Lets take this slide, which ostensibly shows a 10% reduction in costs across the group since 2010. However the key message that I take away is that for the past three years, costs have broadly grown across the business. During the question and answer section they said that they expected “negative growth in costs into FY18”.
What’s also interesting is the current British Airways investment plan, known as Plan4, is being described here as a cost reduction initiative. That does seem to jar with how Alex Cruz, the CEO of British Airways has described Plan4 in the past as that’s the vehicle they’re using to introduce the new Club World product.
The other major area that I picked out of the deck was LEVEL. IAG are betting big on this airline and expect it to have over 15 aircraft by 2022. There were a number of slides on the market reaction to it as well as their growth plans. Whilst personally I don’t think their product appeals to me, I can see why it does appeal given the value proposition it provides and clearly is a direct compete against the like of Norwegian.
Brexit was mentioned with the emphasis that IAG remains a Spanish company and there are no plans to change their corporate structure. I’m not quite sure how that will work out if there’s a hard Brexit leaving the UK’s largest airline owned by a European entity, however I have no doubt there are many, many expensive lawyers on the case!
The questions and answers section form industry analysts was also interesting.
- Expected costs to continue to rise in FY18
- LEVEL has exceeded their expectations. They’re in discussions with Boeing about potentially getting 787s.
- NPS (Net Promoter Score) at British Airways has been “evolving positively”
- Investing in their direct distribution models which they expect to break even in 2018, but will still be dealing with the GDSs
- Monarch slots have only been used for short-haul flights due to difficulties in sourcing long-haul aircraft for Gatwick.
I find this very interesting as they can clearly get new long-haul aircraft quickly for LEVEL, so why not Gatwick?

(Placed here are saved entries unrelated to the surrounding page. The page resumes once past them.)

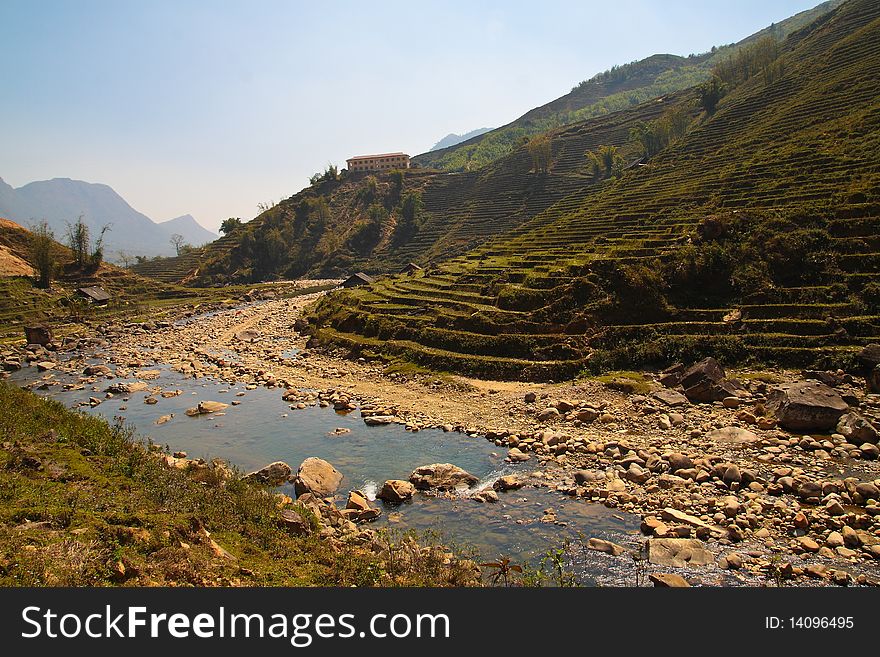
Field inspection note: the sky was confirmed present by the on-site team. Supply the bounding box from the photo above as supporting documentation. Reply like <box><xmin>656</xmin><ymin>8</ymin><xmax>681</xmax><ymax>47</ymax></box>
<box><xmin>0</xmin><ymin>0</ymin><xmax>826</xmax><ymax>232</ymax></box>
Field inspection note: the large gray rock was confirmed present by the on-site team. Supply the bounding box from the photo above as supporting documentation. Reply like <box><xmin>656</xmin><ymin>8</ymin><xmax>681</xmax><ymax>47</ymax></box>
<box><xmin>767</xmin><ymin>381</ymin><xmax>848</xmax><ymax>432</ymax></box>
<box><xmin>243</xmin><ymin>461</ymin><xmax>292</xmax><ymax>486</ymax></box>
<box><xmin>293</xmin><ymin>458</ymin><xmax>343</xmax><ymax>497</ymax></box>
<box><xmin>277</xmin><ymin>508</ymin><xmax>312</xmax><ymax>536</ymax></box>
<box><xmin>857</xmin><ymin>344</ymin><xmax>880</xmax><ymax>370</ymax></box>
<box><xmin>838</xmin><ymin>412</ymin><xmax>879</xmax><ymax>445</ymax></box>
<box><xmin>409</xmin><ymin>463</ymin><xmax>479</xmax><ymax>490</ymax></box>
<box><xmin>653</xmin><ymin>389</ymin><xmax>689</xmax><ymax>407</ymax></box>
<box><xmin>679</xmin><ymin>357</ymin><xmax>745</xmax><ymax>402</ymax></box>
<box><xmin>647</xmin><ymin>538</ymin><xmax>713</xmax><ymax>567</ymax></box>
<box><xmin>706</xmin><ymin>426</ymin><xmax>760</xmax><ymax>445</ymax></box>
<box><xmin>870</xmin><ymin>365</ymin><xmax>880</xmax><ymax>395</ymax></box>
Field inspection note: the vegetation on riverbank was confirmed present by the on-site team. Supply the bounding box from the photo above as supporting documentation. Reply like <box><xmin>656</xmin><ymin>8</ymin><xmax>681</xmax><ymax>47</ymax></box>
<box><xmin>0</xmin><ymin>382</ymin><xmax>479</xmax><ymax>586</ymax></box>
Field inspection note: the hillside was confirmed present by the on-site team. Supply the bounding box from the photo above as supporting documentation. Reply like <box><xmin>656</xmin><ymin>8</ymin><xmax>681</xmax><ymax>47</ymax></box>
<box><xmin>0</xmin><ymin>218</ymin><xmax>209</xmax><ymax>341</ymax></box>
<box><xmin>306</xmin><ymin>0</ymin><xmax>880</xmax><ymax>380</ymax></box>
<box><xmin>131</xmin><ymin>2</ymin><xmax>847</xmax><ymax>287</ymax></box>
<box><xmin>411</xmin><ymin>0</ymin><xmax>844</xmax><ymax>172</ymax></box>
<box><xmin>160</xmin><ymin>92</ymin><xmax>674</xmax><ymax>286</ymax></box>
<box><xmin>0</xmin><ymin>177</ymin><xmax>209</xmax><ymax>259</ymax></box>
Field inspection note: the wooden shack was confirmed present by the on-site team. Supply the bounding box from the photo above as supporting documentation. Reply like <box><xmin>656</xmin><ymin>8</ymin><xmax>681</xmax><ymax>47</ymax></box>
<box><xmin>340</xmin><ymin>272</ymin><xmax>375</xmax><ymax>288</ymax></box>
<box><xmin>77</xmin><ymin>285</ymin><xmax>111</xmax><ymax>305</ymax></box>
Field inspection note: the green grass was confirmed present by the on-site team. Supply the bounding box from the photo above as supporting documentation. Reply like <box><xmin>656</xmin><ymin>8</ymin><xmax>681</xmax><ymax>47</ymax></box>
<box><xmin>590</xmin><ymin>371</ymin><xmax>654</xmax><ymax>394</ymax></box>
<box><xmin>0</xmin><ymin>382</ymin><xmax>479</xmax><ymax>587</ymax></box>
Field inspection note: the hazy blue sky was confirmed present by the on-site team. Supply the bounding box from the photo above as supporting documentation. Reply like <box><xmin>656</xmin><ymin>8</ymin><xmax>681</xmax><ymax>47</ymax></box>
<box><xmin>1</xmin><ymin>0</ymin><xmax>824</xmax><ymax>231</ymax></box>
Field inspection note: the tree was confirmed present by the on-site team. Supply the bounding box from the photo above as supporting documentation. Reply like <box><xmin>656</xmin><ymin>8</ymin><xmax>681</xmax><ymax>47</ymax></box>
<box><xmin>220</xmin><ymin>217</ymin><xmax>243</xmax><ymax>235</ymax></box>
<box><xmin>116</xmin><ymin>251</ymin><xmax>134</xmax><ymax>268</ymax></box>
<box><xmin>29</xmin><ymin>221</ymin><xmax>56</xmax><ymax>289</ymax></box>
<box><xmin>90</xmin><ymin>224</ymin><xmax>110</xmax><ymax>268</ymax></box>
<box><xmin>170</xmin><ymin>233</ymin><xmax>186</xmax><ymax>255</ymax></box>
<box><xmin>527</xmin><ymin>135</ymin><xmax>552</xmax><ymax>174</ymax></box>
<box><xmin>66</xmin><ymin>216</ymin><xmax>90</xmax><ymax>267</ymax></box>
<box><xmin>586</xmin><ymin>145</ymin><xmax>623</xmax><ymax>178</ymax></box>
<box><xmin>699</xmin><ymin>76</ymin><xmax>725</xmax><ymax>114</ymax></box>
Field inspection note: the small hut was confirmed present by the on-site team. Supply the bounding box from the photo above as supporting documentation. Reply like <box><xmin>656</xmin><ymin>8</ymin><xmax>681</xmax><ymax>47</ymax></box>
<box><xmin>340</xmin><ymin>272</ymin><xmax>375</xmax><ymax>288</ymax></box>
<box><xmin>77</xmin><ymin>285</ymin><xmax>111</xmax><ymax>305</ymax></box>
<box><xmin>400</xmin><ymin>262</ymin><xmax>423</xmax><ymax>275</ymax></box>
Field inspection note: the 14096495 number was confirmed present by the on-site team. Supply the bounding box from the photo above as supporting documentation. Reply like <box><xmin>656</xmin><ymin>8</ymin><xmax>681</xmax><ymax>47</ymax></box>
<box><xmin>790</xmin><ymin>617</ymin><xmax>854</xmax><ymax>629</ymax></box>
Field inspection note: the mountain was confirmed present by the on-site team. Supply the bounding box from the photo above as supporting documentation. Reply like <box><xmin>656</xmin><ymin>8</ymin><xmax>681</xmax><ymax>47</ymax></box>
<box><xmin>429</xmin><ymin>128</ymin><xmax>493</xmax><ymax>152</ymax></box>
<box><xmin>299</xmin><ymin>0</ymin><xmax>880</xmax><ymax>380</ymax></box>
<box><xmin>412</xmin><ymin>0</ymin><xmax>845</xmax><ymax>172</ymax></box>
<box><xmin>156</xmin><ymin>2</ymin><xmax>851</xmax><ymax>288</ymax></box>
<box><xmin>158</xmin><ymin>214</ymin><xmax>217</xmax><ymax>247</ymax></box>
<box><xmin>0</xmin><ymin>177</ymin><xmax>207</xmax><ymax>259</ymax></box>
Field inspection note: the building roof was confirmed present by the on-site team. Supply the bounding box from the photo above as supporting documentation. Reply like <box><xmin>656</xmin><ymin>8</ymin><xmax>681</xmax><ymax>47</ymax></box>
<box><xmin>343</xmin><ymin>272</ymin><xmax>375</xmax><ymax>284</ymax></box>
<box><xmin>400</xmin><ymin>262</ymin><xmax>423</xmax><ymax>272</ymax></box>
<box><xmin>346</xmin><ymin>152</ymin><xmax>409</xmax><ymax>162</ymax></box>
<box><xmin>77</xmin><ymin>285</ymin><xmax>111</xmax><ymax>302</ymax></box>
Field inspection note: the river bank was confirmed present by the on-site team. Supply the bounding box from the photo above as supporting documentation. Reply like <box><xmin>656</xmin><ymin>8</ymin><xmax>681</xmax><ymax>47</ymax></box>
<box><xmin>4</xmin><ymin>289</ymin><xmax>880</xmax><ymax>586</ymax></box>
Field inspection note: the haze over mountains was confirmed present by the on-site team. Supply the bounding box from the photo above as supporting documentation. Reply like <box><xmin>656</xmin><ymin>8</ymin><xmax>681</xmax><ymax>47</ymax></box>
<box><xmin>0</xmin><ymin>177</ymin><xmax>216</xmax><ymax>259</ymax></box>
<box><xmin>429</xmin><ymin>128</ymin><xmax>493</xmax><ymax>152</ymax></box>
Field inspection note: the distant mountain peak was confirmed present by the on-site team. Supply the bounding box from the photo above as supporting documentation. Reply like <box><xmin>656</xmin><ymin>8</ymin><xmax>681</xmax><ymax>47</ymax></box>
<box><xmin>429</xmin><ymin>128</ymin><xmax>493</xmax><ymax>152</ymax></box>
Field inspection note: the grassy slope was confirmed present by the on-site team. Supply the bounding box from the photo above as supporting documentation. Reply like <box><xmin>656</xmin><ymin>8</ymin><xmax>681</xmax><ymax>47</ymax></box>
<box><xmin>410</xmin><ymin>0</ymin><xmax>844</xmax><ymax>172</ymax></box>
<box><xmin>0</xmin><ymin>382</ymin><xmax>475</xmax><ymax>586</ymax></box>
<box><xmin>309</xmin><ymin>0</ymin><xmax>880</xmax><ymax>380</ymax></box>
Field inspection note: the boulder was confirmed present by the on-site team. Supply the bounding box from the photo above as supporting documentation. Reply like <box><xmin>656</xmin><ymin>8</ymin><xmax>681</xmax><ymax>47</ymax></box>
<box><xmin>277</xmin><ymin>508</ymin><xmax>312</xmax><ymax>536</ymax></box>
<box><xmin>346</xmin><ymin>490</ymin><xmax>372</xmax><ymax>512</ymax></box>
<box><xmin>185</xmin><ymin>400</ymin><xmax>229</xmax><ymax>416</ymax></box>
<box><xmin>293</xmin><ymin>458</ymin><xmax>343</xmax><ymax>497</ymax></box>
<box><xmin>344</xmin><ymin>491</ymin><xmax>381</xmax><ymax>522</ymax></box>
<box><xmin>649</xmin><ymin>573</ymin><xmax>691</xmax><ymax>588</ymax></box>
<box><xmin>506</xmin><ymin>447</ymin><xmax>531</xmax><ymax>462</ymax></box>
<box><xmin>574</xmin><ymin>469</ymin><xmax>604</xmax><ymax>485</ymax></box>
<box><xmin>870</xmin><ymin>365</ymin><xmax>880</xmax><ymax>395</ymax></box>
<box><xmin>666</xmin><ymin>453</ymin><xmax>694</xmax><ymax>473</ymax></box>
<box><xmin>587</xmin><ymin>538</ymin><xmax>626</xmax><ymax>556</ymax></box>
<box><xmin>25</xmin><ymin>326</ymin><xmax>53</xmax><ymax>346</ymax></box>
<box><xmin>653</xmin><ymin>389</ymin><xmax>689</xmax><ymax>407</ymax></box>
<box><xmin>659</xmin><ymin>363</ymin><xmax>685</xmax><ymax>388</ymax></box>
<box><xmin>377</xmin><ymin>479</ymin><xmax>415</xmax><ymax>503</ymax></box>
<box><xmin>243</xmin><ymin>461</ymin><xmax>292</xmax><ymax>486</ymax></box>
<box><xmin>409</xmin><ymin>463</ymin><xmax>479</xmax><ymax>490</ymax></box>
<box><xmin>83</xmin><ymin>364</ymin><xmax>113</xmax><ymax>377</ymax></box>
<box><xmin>363</xmin><ymin>415</ymin><xmax>395</xmax><ymax>426</ymax></box>
<box><xmin>647</xmin><ymin>538</ymin><xmax>714</xmax><ymax>567</ymax></box>
<box><xmin>234</xmin><ymin>329</ymin><xmax>261</xmax><ymax>342</ymax></box>
<box><xmin>493</xmin><ymin>475</ymin><xmax>522</xmax><ymax>492</ymax></box>
<box><xmin>536</xmin><ymin>407</ymin><xmax>560</xmax><ymax>422</ymax></box>
<box><xmin>680</xmin><ymin>357</ymin><xmax>744</xmax><ymax>402</ymax></box>
<box><xmin>857</xmin><ymin>344</ymin><xmax>880</xmax><ymax>371</ymax></box>
<box><xmin>706</xmin><ymin>426</ymin><xmax>760</xmax><ymax>445</ymax></box>
<box><xmin>837</xmin><ymin>412</ymin><xmax>878</xmax><ymax>445</ymax></box>
<box><xmin>767</xmin><ymin>382</ymin><xmax>848</xmax><ymax>432</ymax></box>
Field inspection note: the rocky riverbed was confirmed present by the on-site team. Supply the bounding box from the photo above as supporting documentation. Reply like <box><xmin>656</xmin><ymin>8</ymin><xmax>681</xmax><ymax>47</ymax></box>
<box><xmin>3</xmin><ymin>289</ymin><xmax>879</xmax><ymax>587</ymax></box>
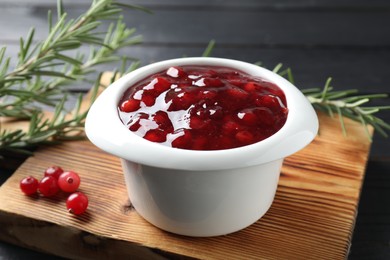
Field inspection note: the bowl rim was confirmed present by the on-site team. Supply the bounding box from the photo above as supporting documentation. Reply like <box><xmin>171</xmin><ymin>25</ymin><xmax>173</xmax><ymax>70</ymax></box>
<box><xmin>85</xmin><ymin>57</ymin><xmax>318</xmax><ymax>171</ymax></box>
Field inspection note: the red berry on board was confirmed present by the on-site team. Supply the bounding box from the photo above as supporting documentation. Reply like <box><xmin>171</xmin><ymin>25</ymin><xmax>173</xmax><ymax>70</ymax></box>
<box><xmin>44</xmin><ymin>166</ymin><xmax>64</xmax><ymax>179</ymax></box>
<box><xmin>20</xmin><ymin>176</ymin><xmax>39</xmax><ymax>195</ymax></box>
<box><xmin>38</xmin><ymin>176</ymin><xmax>59</xmax><ymax>197</ymax></box>
<box><xmin>66</xmin><ymin>192</ymin><xmax>89</xmax><ymax>215</ymax></box>
<box><xmin>58</xmin><ymin>171</ymin><xmax>81</xmax><ymax>193</ymax></box>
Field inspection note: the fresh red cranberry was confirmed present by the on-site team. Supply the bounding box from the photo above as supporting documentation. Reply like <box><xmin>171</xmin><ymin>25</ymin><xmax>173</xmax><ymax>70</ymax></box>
<box><xmin>66</xmin><ymin>192</ymin><xmax>88</xmax><ymax>215</ymax></box>
<box><xmin>118</xmin><ymin>65</ymin><xmax>288</xmax><ymax>150</ymax></box>
<box><xmin>38</xmin><ymin>176</ymin><xmax>59</xmax><ymax>197</ymax></box>
<box><xmin>58</xmin><ymin>171</ymin><xmax>81</xmax><ymax>193</ymax></box>
<box><xmin>44</xmin><ymin>166</ymin><xmax>64</xmax><ymax>179</ymax></box>
<box><xmin>20</xmin><ymin>176</ymin><xmax>39</xmax><ymax>195</ymax></box>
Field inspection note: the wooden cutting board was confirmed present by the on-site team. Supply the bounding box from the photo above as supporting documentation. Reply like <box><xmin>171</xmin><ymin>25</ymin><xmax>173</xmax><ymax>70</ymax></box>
<box><xmin>0</xmin><ymin>73</ymin><xmax>373</xmax><ymax>259</ymax></box>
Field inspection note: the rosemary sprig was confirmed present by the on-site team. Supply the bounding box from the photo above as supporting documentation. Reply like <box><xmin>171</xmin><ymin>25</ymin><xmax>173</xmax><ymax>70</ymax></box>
<box><xmin>0</xmin><ymin>74</ymin><xmax>102</xmax><ymax>156</ymax></box>
<box><xmin>0</xmin><ymin>0</ymin><xmax>144</xmax><ymax>157</ymax></box>
<box><xmin>273</xmin><ymin>63</ymin><xmax>390</xmax><ymax>139</ymax></box>
<box><xmin>0</xmin><ymin>0</ymin><xmax>143</xmax><ymax>119</ymax></box>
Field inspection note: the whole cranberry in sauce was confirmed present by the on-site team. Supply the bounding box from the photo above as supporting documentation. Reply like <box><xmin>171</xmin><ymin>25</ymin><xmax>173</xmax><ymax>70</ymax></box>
<box><xmin>118</xmin><ymin>66</ymin><xmax>288</xmax><ymax>150</ymax></box>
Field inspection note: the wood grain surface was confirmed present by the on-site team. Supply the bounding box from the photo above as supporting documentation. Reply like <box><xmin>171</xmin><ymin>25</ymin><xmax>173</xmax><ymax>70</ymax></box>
<box><xmin>0</xmin><ymin>107</ymin><xmax>373</xmax><ymax>259</ymax></box>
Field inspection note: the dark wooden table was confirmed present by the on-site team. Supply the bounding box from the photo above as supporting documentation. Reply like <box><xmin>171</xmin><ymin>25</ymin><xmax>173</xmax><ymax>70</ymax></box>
<box><xmin>1</xmin><ymin>0</ymin><xmax>389</xmax><ymax>259</ymax></box>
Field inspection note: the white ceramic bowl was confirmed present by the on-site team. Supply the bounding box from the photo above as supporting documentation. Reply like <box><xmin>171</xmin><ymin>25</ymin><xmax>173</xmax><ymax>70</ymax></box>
<box><xmin>85</xmin><ymin>57</ymin><xmax>318</xmax><ymax>237</ymax></box>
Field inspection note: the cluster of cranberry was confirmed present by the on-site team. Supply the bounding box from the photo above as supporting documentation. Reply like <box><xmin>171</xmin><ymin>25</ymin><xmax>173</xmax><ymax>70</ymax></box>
<box><xmin>19</xmin><ymin>166</ymin><xmax>88</xmax><ymax>215</ymax></box>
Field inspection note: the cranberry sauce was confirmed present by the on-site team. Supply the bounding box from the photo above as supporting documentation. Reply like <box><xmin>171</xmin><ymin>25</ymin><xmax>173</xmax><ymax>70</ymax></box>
<box><xmin>118</xmin><ymin>66</ymin><xmax>288</xmax><ymax>150</ymax></box>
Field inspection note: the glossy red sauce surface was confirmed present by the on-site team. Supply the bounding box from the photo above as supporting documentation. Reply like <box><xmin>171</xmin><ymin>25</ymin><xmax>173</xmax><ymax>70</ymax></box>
<box><xmin>118</xmin><ymin>66</ymin><xmax>288</xmax><ymax>150</ymax></box>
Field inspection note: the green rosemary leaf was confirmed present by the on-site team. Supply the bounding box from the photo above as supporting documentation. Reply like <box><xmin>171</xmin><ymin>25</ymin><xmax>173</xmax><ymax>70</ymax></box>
<box><xmin>126</xmin><ymin>60</ymin><xmax>141</xmax><ymax>74</ymax></box>
<box><xmin>70</xmin><ymin>21</ymin><xmax>102</xmax><ymax>36</ymax></box>
<box><xmin>202</xmin><ymin>40</ymin><xmax>216</xmax><ymax>57</ymax></box>
<box><xmin>88</xmin><ymin>56</ymin><xmax>122</xmax><ymax>66</ymax></box>
<box><xmin>272</xmin><ymin>63</ymin><xmax>283</xmax><ymax>74</ymax></box>
<box><xmin>19</xmin><ymin>38</ymin><xmax>25</xmax><ymax>62</ymax></box>
<box><xmin>374</xmin><ymin>117</ymin><xmax>390</xmax><ymax>130</ymax></box>
<box><xmin>104</xmin><ymin>23</ymin><xmax>115</xmax><ymax>44</ymax></box>
<box><xmin>346</xmin><ymin>98</ymin><xmax>370</xmax><ymax>108</ymax></box>
<box><xmin>50</xmin><ymin>40</ymin><xmax>82</xmax><ymax>50</ymax></box>
<box><xmin>320</xmin><ymin>77</ymin><xmax>332</xmax><ymax>102</ymax></box>
<box><xmin>113</xmin><ymin>2</ymin><xmax>153</xmax><ymax>14</ymax></box>
<box><xmin>94</xmin><ymin>8</ymin><xmax>123</xmax><ymax>19</ymax></box>
<box><xmin>27</xmin><ymin>112</ymin><xmax>38</xmax><ymax>137</ymax></box>
<box><xmin>343</xmin><ymin>93</ymin><xmax>388</xmax><ymax>102</ymax></box>
<box><xmin>27</xmin><ymin>54</ymin><xmax>57</xmax><ymax>69</ymax></box>
<box><xmin>57</xmin><ymin>0</ymin><xmax>64</xmax><ymax>21</ymax></box>
<box><xmin>336</xmin><ymin>106</ymin><xmax>347</xmax><ymax>136</ymax></box>
<box><xmin>22</xmin><ymin>28</ymin><xmax>35</xmax><ymax>62</ymax></box>
<box><xmin>360</xmin><ymin>107</ymin><xmax>380</xmax><ymax>115</ymax></box>
<box><xmin>35</xmin><ymin>62</ymin><xmax>66</xmax><ymax>69</ymax></box>
<box><xmin>2</xmin><ymin>147</ymin><xmax>34</xmax><ymax>156</ymax></box>
<box><xmin>301</xmin><ymin>88</ymin><xmax>322</xmax><ymax>95</ymax></box>
<box><xmin>30</xmin><ymin>130</ymin><xmax>58</xmax><ymax>143</ymax></box>
<box><xmin>90</xmin><ymin>73</ymin><xmax>103</xmax><ymax>103</ymax></box>
<box><xmin>55</xmin><ymin>54</ymin><xmax>83</xmax><ymax>65</ymax></box>
<box><xmin>358</xmin><ymin>113</ymin><xmax>373</xmax><ymax>140</ymax></box>
<box><xmin>1</xmin><ymin>0</ymin><xmax>147</xmax><ymax>157</ymax></box>
<box><xmin>286</xmin><ymin>68</ymin><xmax>294</xmax><ymax>84</ymax></box>
<box><xmin>51</xmin><ymin>96</ymin><xmax>67</xmax><ymax>127</ymax></box>
<box><xmin>326</xmin><ymin>89</ymin><xmax>358</xmax><ymax>100</ymax></box>
<box><xmin>0</xmin><ymin>47</ymin><xmax>6</xmax><ymax>64</ymax></box>
<box><xmin>325</xmin><ymin>104</ymin><xmax>335</xmax><ymax>118</ymax></box>
<box><xmin>28</xmin><ymin>70</ymin><xmax>75</xmax><ymax>79</ymax></box>
<box><xmin>0</xmin><ymin>56</ymin><xmax>10</xmax><ymax>78</ymax></box>
<box><xmin>42</xmin><ymin>13</ymin><xmax>68</xmax><ymax>51</ymax></box>
<box><xmin>362</xmin><ymin>113</ymin><xmax>387</xmax><ymax>137</ymax></box>
<box><xmin>73</xmin><ymin>93</ymin><xmax>84</xmax><ymax>121</ymax></box>
<box><xmin>48</xmin><ymin>9</ymin><xmax>53</xmax><ymax>33</ymax></box>
<box><xmin>0</xmin><ymin>129</ymin><xmax>24</xmax><ymax>140</ymax></box>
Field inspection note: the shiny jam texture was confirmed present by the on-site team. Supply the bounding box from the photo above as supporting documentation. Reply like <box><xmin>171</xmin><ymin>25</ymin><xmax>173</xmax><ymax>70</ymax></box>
<box><xmin>118</xmin><ymin>66</ymin><xmax>288</xmax><ymax>150</ymax></box>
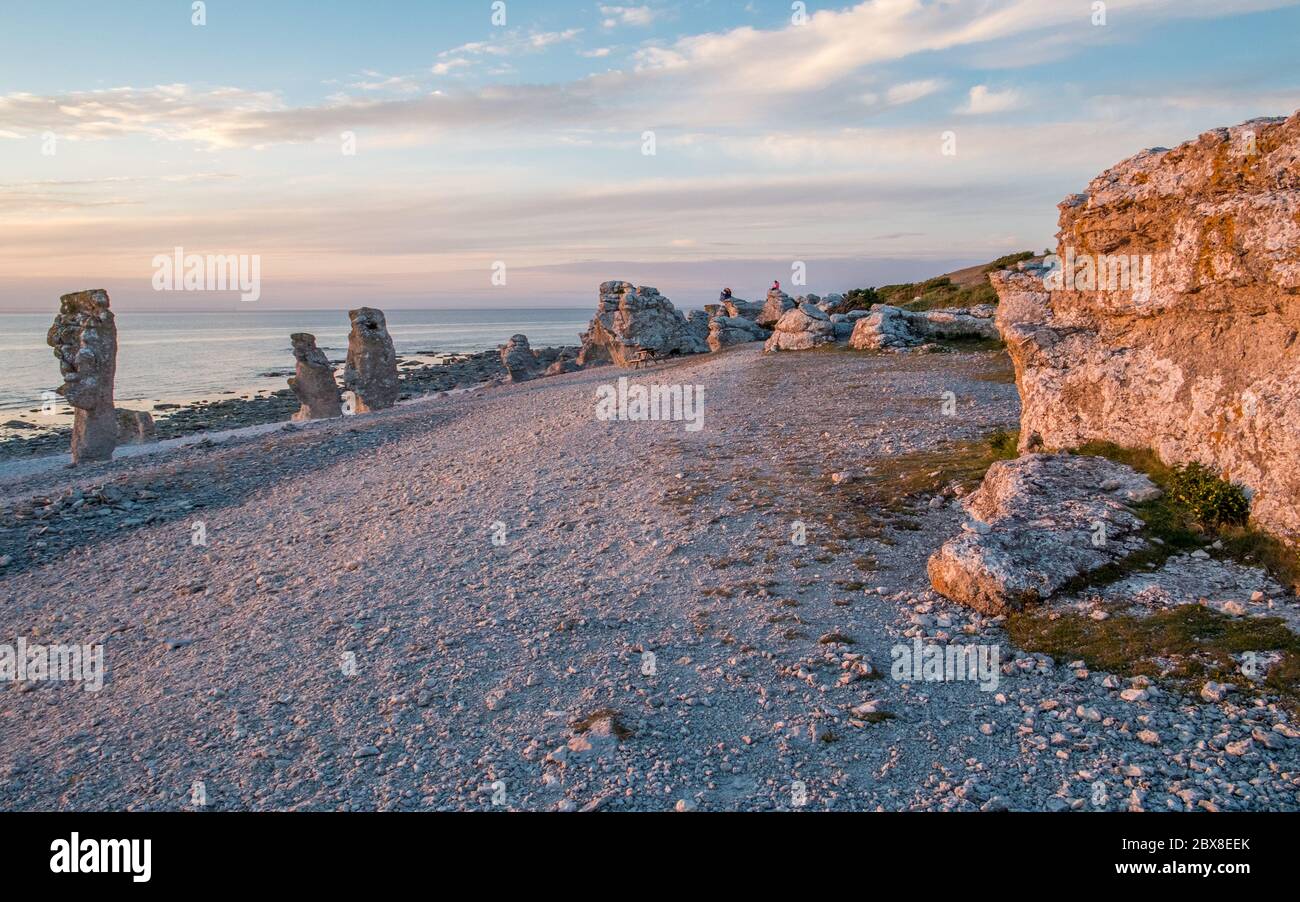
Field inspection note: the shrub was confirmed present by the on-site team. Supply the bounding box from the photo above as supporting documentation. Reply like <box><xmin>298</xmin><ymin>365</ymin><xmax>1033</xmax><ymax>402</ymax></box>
<box><xmin>1168</xmin><ymin>461</ymin><xmax>1250</xmax><ymax>529</ymax></box>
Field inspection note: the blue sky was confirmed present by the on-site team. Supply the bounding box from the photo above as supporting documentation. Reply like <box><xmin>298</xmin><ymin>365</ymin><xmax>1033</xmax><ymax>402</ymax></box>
<box><xmin>2</xmin><ymin>0</ymin><xmax>1299</xmax><ymax>311</ymax></box>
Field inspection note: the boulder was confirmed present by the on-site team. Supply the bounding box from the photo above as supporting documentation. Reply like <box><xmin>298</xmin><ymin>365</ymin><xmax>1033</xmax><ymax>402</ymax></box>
<box><xmin>927</xmin><ymin>454</ymin><xmax>1159</xmax><ymax>615</ymax></box>
<box><xmin>756</xmin><ymin>288</ymin><xmax>796</xmax><ymax>327</ymax></box>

- LEVEL is part of the trans-atlantic joint business and there’s a very good relationship with American Airlines
- Qatar Airways aircraft won’t be leased to cover the purchase of Monarch slots. Vueling and Aer Lingus will help with the majority of back-filling, with some other leasing required.
- Avios has been performing very strongly, however there is a refresh proposal that will go to the IAG board in March to be approved.
At the time of writing, IAG shares are down about 5%.